Full-spectrum utilization of solar energy for simultaneous CO2 reduction and seawater desalination

Abstract

Photocatalytic CO₂ reduction, as a highly integrated solar fuel generation technology, cannot efficiently utilize infrared light, resulting in a severe waste of solar energy. Given the fact that bifunctional polyaniline can conduct photocatalysis and promote water evaporation at the same time, integrating the advantages of a gas diffusion layer in mass transfer, we proposed a novel layout of the reacting system. In this constructed three-phase interface, polyaniline exhibited high activity for CO₂ reduction, rather than hydrogen evolution. Through quasi-in situ Raman spectroscopy, we found that the introduced copper–cobalt composite oxides would be reduced to cuprous oxide/tricobalt tetroxide once photocatalysis starts. The highest achieved selectivity of ethanol-based C₂₊ products was >90%. The presence of a greater number of asymmetric adsorption sites between copper and cobalt facilitated C–C coupling, further proved by the density functional theory analysis.

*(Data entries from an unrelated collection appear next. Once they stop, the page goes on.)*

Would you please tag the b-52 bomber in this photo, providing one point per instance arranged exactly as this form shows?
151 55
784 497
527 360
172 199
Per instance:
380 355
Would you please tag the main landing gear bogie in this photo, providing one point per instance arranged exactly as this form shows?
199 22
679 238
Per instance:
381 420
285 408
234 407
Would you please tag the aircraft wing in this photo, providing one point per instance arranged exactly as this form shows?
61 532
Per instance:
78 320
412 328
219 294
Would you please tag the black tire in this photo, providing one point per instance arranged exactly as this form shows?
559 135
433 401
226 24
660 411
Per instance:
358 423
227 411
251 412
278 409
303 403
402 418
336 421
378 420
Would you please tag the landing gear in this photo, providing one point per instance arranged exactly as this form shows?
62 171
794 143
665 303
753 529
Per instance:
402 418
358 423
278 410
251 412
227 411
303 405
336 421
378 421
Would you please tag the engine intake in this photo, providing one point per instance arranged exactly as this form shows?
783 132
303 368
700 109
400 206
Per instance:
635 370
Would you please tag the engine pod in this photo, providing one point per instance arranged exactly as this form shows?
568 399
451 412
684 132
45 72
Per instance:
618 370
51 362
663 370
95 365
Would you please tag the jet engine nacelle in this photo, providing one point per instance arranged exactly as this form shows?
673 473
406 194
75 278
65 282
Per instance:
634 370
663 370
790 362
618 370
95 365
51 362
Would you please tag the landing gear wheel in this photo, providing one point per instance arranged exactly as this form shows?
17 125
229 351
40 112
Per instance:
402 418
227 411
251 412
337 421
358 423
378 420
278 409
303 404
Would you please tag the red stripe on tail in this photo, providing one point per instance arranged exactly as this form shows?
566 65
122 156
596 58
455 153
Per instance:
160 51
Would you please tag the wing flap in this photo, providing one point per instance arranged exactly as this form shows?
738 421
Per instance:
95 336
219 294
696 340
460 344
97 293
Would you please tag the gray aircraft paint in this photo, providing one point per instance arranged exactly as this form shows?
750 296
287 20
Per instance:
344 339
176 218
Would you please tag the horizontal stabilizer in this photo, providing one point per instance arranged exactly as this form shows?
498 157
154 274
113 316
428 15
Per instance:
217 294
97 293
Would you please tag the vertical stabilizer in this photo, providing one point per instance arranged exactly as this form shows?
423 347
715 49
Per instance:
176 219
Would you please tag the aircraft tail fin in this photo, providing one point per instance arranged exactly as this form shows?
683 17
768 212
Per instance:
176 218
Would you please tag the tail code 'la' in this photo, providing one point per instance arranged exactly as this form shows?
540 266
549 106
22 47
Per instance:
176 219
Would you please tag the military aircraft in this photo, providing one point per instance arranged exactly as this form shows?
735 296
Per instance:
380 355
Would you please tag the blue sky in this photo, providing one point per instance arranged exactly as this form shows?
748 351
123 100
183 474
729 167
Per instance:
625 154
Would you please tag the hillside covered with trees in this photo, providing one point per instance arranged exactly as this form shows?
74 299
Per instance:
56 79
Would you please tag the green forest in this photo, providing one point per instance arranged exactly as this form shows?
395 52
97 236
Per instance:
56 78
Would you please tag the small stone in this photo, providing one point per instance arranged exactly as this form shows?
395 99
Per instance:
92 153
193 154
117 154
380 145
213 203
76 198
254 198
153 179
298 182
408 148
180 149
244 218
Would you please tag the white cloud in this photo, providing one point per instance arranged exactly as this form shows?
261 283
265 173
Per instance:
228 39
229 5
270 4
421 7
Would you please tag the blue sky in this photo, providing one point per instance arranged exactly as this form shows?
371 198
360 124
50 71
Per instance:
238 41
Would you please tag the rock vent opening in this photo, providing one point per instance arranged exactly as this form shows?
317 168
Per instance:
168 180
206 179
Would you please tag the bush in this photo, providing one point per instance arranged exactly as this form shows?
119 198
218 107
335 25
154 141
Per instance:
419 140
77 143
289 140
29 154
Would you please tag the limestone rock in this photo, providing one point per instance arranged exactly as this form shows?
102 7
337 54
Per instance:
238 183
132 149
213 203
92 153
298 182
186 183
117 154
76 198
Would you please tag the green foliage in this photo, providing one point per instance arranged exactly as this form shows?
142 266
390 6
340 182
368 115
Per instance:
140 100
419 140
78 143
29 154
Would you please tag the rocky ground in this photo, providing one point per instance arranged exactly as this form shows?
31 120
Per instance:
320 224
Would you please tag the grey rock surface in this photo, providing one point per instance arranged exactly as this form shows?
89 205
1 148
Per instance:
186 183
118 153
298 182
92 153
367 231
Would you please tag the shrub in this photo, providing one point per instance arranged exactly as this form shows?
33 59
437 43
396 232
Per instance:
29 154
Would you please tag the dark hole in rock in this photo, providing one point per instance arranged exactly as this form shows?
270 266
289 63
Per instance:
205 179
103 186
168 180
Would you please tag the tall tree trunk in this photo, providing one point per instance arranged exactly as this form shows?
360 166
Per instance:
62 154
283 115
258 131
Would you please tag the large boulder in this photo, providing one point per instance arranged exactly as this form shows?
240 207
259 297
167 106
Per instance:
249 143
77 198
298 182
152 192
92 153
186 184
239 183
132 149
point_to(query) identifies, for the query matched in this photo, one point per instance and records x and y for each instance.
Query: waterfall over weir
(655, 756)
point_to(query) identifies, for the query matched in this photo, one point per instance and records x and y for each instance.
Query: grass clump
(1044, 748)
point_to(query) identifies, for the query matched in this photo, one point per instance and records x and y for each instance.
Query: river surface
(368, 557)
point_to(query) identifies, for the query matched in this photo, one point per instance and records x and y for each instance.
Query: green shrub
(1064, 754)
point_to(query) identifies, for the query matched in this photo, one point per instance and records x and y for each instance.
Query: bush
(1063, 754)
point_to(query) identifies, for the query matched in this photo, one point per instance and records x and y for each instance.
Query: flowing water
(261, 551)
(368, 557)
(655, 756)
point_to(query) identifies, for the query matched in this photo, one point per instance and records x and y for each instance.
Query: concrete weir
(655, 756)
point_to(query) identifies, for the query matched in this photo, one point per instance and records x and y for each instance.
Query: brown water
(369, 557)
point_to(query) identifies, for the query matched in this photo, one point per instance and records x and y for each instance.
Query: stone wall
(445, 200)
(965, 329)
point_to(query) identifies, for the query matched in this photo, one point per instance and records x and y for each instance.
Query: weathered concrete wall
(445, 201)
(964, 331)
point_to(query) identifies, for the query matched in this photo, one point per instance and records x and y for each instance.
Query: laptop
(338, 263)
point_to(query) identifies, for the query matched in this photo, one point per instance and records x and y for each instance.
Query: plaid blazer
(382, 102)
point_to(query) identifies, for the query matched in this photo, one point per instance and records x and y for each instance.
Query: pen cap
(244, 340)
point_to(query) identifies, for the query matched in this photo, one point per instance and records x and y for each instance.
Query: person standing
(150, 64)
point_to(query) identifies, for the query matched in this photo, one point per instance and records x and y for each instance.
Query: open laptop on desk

For water evaporation, the achieved energy conversion efficiency of solar to vapor was 71.0%. The evaporation was activated via the unabsorbed light by the photocatalyst and the unused light that had been absorbed. The vapor flux was driven across the hydrophobic gas diffusion layer into the flow in the backplate by the temperature gradient between each side of the gas diffusion layer. Subsequently, desalted water was obtained by condensation.